Я понял, что моя неподдельная ярость Кузьмину весьма понравилась. Только зачем ему это, так экспериментировать именно надо мной? Он ввел что-то вызывающее состояние бешенства, состояние такой злости, что, если бы меня не скрутили, я бы с чистой совестью прикончил его на месте.
Меня отвели не в мою камеру, а поместили в маленький, узенький закуток, шириной сантиметров пятьдесят и длиной около метра. Этот «карцер» со всех сторон был обтянут брезентом, за которым чувствовалась шуршащая солома. Так что я мог буйствовать сколько угодно, не причиняя себе ни малейшего вреда или увечья.
Но буйствовать я совсем не собирался. Хоть ярость и кипела в жилах, но я, собрав всю свою волю, сумел успокоиться, лег на матерчатый пол и, вытянув руки за спиной поудобнее, чтобы не резали наручники, решил посчитать баранов.
После двухтысячного барана я почти окончательно пришел в себя и понял, что уже могу владеть своими эмоциями.
Я стал размышлять над тем, в каком я положении. Кроме Полетаева, я ни на кого не могу опереться. Если Полетаев вдруг предаст меня или же содержание телеграммы, которую он должен послать, дойдет до Кузьмина, то я окажусь в полном одиночестве и наверняка снова без памяти, но уже навсегда.

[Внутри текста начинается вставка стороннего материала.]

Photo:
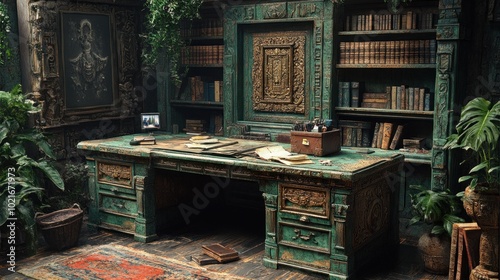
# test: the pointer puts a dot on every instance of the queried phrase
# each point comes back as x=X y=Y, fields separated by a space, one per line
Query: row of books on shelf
x=404 y=21
x=209 y=54
x=211 y=27
x=383 y=135
x=205 y=90
x=388 y=52
x=200 y=126
x=352 y=94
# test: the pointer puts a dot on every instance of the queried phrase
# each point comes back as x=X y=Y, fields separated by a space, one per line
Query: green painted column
x=449 y=33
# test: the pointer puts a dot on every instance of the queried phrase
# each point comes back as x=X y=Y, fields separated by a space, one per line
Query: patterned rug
x=118 y=262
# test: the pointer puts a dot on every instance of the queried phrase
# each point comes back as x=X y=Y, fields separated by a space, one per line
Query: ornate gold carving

Нет, рисковать нельзя. Как бы мне ни хотелось сейчас, в состоянии страшной злобы, любыми способами вырваться отсюда, но нужно быть предельно осторожным. И нельзя торопиться, поспешность может привести к плачевным последствиям. Нужно играть свою роль «не помнящего родства» как можно лучше и до конца.
Ближе к вечеру меня навестили контролеры — посмотреть, живой я или нет. Я сказал, что со мной все в порядке, я совершенно спокоен и хочу есть.
Тогда мне освободили руки и принесли овсяную кашу, которую я быстро оприходовал. Потом уснул мертвецким сном, чувствуя, что весь разбит и совершенно опустошен. Моя агрессия закончилась.
Полковник Васин был безмятежен. Он ничего не помнил.
Он чувствовал, что в самой глубине его души скрыто что-то — неуловимое, темное, словно ил на дне озера; но этот ил никак не мог подняться на поверхность. Да Васин и не хотел, чтобы это нечто пугающее, прячущееся где-то там, в глубинах подсознания, за пределами его памяти, вдруг обрушилось на него всей своей очевидностью.
Васина содержали в отдельной палате.
Долгое время он приходил в себя, после того как его избили. Видимо, в драке он получил тот сокрушительный удар, который и тронул его сознание, так рассуждал он. А он помнил, что с кем-то дрался, вот только с кем… От драки у него осталось свидетельство на лице — синяк, который уже почти прошел, оставив под глазом лишь едва заметную полукруглую синеватую полоску.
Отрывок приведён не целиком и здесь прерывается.